Drug companies are slowly joining the UN effort to offer life-saving patented medicines to poor countries but the terms are sometimes restrictive
Early this month a third Indian generics manufacturer, Emcure Pharmaceuticals of Pune, joined the UN’s Medicines Patents Pool (MPP). Emcure, like the other two, Aurobindo Pharma and MedChem, manufactures generic antiretroviral medicines used to treat HIV/AIDS. In an agreement signed with MPP it will be allowed to produce new HIV medicines for sale in developing countries.
Emcure Pharmaceuticals will be able to manufacture several products licensed to the pool by Gilead Sciences, MPP announced on February 2. “Generic manufacturers play a central role in providing low-cost HIV medicines and have helped increase the number of people receiving treatment in the developing world, so the rapid uptake of our licences by generic companies is a positive sign,” MPP executive director Ellen‘t Hoen said at the time. But even before the pool has got companies to dip their toes into it, MPP is drowning in a huge controversy over the terms of the agreement signed with Gilead Sciences of the US in 2011.
In a way, the centre of this controversy is Ellen herself. Till she joined MPP a few years ago, Ellen was the globally recognised face of Medecins Sans Frontieres’ (MSF) access to medicines campaign. MSF, also known as Doctors Without Borders, is a humanitarian agency that has worked hard to reach life-saving medicines to people in poor countries and is the recipient of the Nobel Prize. Today, Ellen is at the receiving end from MSF and dozens of other voluntary health organisations across the world, including a few in India.
The reason for the huge discord between activists and MPP is “an absolute lack of transparency” on the terms of reference, roles and responsibilities and selection criteria of the expert advisory group which was consulted during the MPP’s negotiations with Gilead.

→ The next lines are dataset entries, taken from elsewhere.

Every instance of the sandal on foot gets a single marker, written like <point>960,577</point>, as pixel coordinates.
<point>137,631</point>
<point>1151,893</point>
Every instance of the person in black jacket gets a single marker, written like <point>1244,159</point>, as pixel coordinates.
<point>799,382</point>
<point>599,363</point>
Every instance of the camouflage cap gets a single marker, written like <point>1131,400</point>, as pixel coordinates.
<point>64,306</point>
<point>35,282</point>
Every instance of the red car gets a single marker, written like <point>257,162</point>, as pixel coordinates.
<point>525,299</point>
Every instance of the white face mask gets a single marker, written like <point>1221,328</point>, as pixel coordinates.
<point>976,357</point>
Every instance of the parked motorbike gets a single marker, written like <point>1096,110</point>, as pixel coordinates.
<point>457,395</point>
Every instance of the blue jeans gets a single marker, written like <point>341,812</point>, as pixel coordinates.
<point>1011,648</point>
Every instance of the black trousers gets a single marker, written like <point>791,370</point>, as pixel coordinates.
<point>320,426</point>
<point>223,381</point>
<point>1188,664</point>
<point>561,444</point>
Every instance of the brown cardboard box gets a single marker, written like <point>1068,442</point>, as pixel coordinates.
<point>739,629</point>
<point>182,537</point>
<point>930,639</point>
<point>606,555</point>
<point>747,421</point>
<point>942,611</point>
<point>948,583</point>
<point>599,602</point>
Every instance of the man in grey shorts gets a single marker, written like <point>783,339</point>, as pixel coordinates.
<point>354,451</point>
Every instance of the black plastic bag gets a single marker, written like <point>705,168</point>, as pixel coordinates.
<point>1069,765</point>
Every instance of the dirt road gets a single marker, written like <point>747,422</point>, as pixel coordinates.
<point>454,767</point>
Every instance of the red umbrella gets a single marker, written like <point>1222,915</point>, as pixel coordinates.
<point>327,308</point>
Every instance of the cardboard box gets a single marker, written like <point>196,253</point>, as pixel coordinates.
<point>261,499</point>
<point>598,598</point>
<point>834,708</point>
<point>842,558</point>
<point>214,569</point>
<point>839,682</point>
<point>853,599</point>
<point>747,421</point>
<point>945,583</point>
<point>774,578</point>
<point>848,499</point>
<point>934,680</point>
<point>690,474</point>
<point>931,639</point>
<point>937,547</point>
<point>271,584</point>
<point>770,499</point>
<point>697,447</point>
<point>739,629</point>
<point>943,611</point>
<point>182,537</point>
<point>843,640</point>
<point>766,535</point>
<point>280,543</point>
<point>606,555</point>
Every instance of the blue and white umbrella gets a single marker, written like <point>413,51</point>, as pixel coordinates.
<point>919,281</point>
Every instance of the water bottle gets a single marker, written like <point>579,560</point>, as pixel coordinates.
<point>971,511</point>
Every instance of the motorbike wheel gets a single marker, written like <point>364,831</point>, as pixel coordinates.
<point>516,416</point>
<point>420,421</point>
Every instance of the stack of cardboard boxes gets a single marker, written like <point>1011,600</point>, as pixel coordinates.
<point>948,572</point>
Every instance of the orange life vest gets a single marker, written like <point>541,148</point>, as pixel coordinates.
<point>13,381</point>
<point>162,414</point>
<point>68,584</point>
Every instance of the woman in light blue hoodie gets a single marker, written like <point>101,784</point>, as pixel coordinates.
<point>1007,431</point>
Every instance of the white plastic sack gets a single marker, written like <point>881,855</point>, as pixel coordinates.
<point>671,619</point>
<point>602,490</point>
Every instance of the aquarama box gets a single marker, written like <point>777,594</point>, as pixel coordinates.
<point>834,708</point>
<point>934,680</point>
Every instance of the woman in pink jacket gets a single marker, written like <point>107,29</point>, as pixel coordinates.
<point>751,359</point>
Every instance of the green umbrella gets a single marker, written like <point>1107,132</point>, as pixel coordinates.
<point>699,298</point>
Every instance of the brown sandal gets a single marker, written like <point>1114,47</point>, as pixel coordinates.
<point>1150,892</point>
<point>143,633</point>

But first, a little background on MPP. The pool was set up by UNITAID in 2010 to ensure availability of newer and betteradapted HIV medicines at lower prices in developing countries by obtaining voluntary licences from patent holders and making these licences available to qualified third parties, who would produce more affordable generic versions. Licences in MPP are given to drug manufacturers that meet quality, safety and efficacy requirements, on a non-exclusive basis. A small royalty has to be paid to patent holders.
In an open letter to MPP’s bosses in October 2011, the activists—the list was a yard long and had 15 signatories from China which has so far not figured on the HIV/AIDS list—threw a harsh chargesheet against the two-year-old organisation.
Chief among these was the restricted geographical scope of the licence for tenofovir that would reportedly exclude over half a million patients in more than 43 countries “and a greater number excluded for the pipeline medicines”.
Ellen, finding herself and MPP beleaguered, no doubt, by this attack from old comrades, has responded to most of the allegations, some of which have turned out to be unfounded. Her give-away statement, though, is: “Because the patent pool is a voluntary mechanism, it is not in a position to dictate terms and conditions of licences on a take-it-or-leave-it basis.”
True enough. Just because the UN has set up a patent override mechanism does not mean that Big Pharma is ready to jump into the pool offering the kind of terms that public health organisations desire. More to the point, very few companies are, indeed, joining the patents pool. In fact, major HIV/AIDS drugs producer Johnson & Johnson has flatly refused to negotiate with MPP. The only significant pool member is the public-funded US National Institutes of Health (NIH), which, ironically, had granted nonexclusive licences for its drug darunavir to Tibotec, a Johnson & Johnson unit.
Unfortunately though, this NIH patent will not free the way for generic versions of darunavir because Tibotec holds additional patents on it.
To the credit of MPP it must be said that the Gilead agreement is not as deadly as it is made out to be. It includes pipeline drugs and drug combination, and no royalty will be charged for pediatric formulations. Most significantly, there is no bar on any licensee also fulfilling a compulsory licence order.
What appears to have riled activists is the clever strategy adopted by Gilead to enhance its image. In July 2011 when it signed the agreement with MPP in London, it also made a splash in India about extending its commercial partnership with four Indian generic companies (Ranbaxy, Hetero, Matrix and Strides Arcolab) to produce two HIV drugs that form part of the pool agreement. These agreements, allege activists, “completely undermine the MPP-Gilead agreement”. They are extremely sore that MPP and UNITAID have refused to comment on Gilead’s actions.
Now, that surely is a bit thick. Shouldn’t MPP’s primary concern be about getting enough firms to join the pool instead of policing the PR shenanigans of its biggest catch to date?